Wire arc additively manufactured (WAAM) aluminum alloys have been applied in the aerospace field. However, there was a lack of research on the stability of additive components under high‐ and low‐temperature cycling conditions in space. This study focuses on the evolution of microstructure, defects, and mechanical properties of WAAM 7050 aluminum alloy during high‐ and low‐temperature cycling from −196 to 120 °C. The number of cycles is 1, 2, 5, and 10, and one cycle time is 100 min. The results show that the number of η nanophases increase significantly after 5 cycles, and the η′ phases precipitate after 10 cycles. In defects, the porosity increases to 4 times of the as‐deposited state after 10 cycles, and the mean equivalent diameter of micropores is stabilized at 0.77 μm.
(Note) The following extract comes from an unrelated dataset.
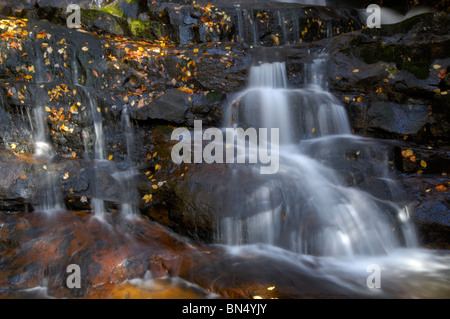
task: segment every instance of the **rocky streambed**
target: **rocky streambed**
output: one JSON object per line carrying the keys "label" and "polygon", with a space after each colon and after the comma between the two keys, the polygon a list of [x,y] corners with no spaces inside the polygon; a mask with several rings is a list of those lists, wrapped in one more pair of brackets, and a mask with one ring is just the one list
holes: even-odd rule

In mechanical properties, the ultimate tensile strength decreases gradually with the increase of cycle times, and the hardness reaches the maximum of 143.2 HV after 5 cycles. The number of micropores increases after 10 cycles, and micropores have a weak effect on the failure mechanism. Cracks tend to sprout and expand along the eutectic phases and pores in the equiaxial grain zones, and equiaxial grain zones are the weak areas when they break.